Which AI model has the largest context window?
Llama 4 Scout has a 10,000,000-token context window. Gemini 1.5 Pro supports 2,000,000 tokens. GPT-4.1 and Claude Sonnet 4.6 both support 1,000,000 tokens.
How AI Tokenization Works
AI models don't read words. They read tokens. A token is a chunk of text, typically 3-4 characters for English prose. "unbelievable" becomes three tokens: "un", "belie", "vable". Common words like "the" are a single token.

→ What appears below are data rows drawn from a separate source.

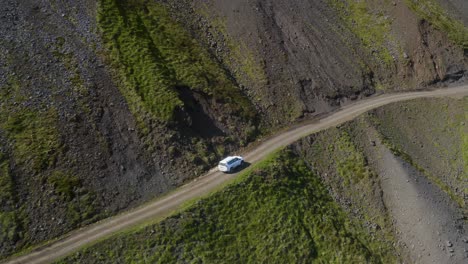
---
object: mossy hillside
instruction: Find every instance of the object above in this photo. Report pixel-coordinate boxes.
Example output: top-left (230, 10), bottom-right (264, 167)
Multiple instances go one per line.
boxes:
top-left (369, 98), bottom-right (468, 206)
top-left (60, 151), bottom-right (394, 263)
top-left (98, 0), bottom-right (254, 121)
top-left (405, 0), bottom-right (468, 50)
top-left (0, 75), bottom-right (97, 256)
top-left (294, 124), bottom-right (394, 247)
top-left (328, 0), bottom-right (394, 68)
top-left (0, 153), bottom-right (22, 248)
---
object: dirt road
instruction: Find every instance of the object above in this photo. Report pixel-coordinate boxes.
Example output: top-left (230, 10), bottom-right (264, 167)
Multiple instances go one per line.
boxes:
top-left (6, 85), bottom-right (468, 264)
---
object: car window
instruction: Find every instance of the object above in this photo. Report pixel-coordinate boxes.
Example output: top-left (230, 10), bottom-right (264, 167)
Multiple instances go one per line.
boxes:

Numbers, punctuation, and whitespace each become their own tokens.
OpenAI's GPT-4o and GPT-4.1 use the o200k_base tokenizer with a 200,000-token vocabulary. GPT-4 used cl100k_base with 100,000 tokens. Anthropic and Google use their own tokenizers, so the same text produces slightly different counts. That's why this tool shows exact counts for OpenAI models and estimates for Claude and Gemini.
Context windows matter because every API call has a hard limit on combined input and output tokens. GPT-4o's 128,000-token context fits about 96,000 English words. If your prompt plus expected output exceeds that limit, the model truncates or errors. Llama 4 Scout's 10 million token context window can fit entire codebases.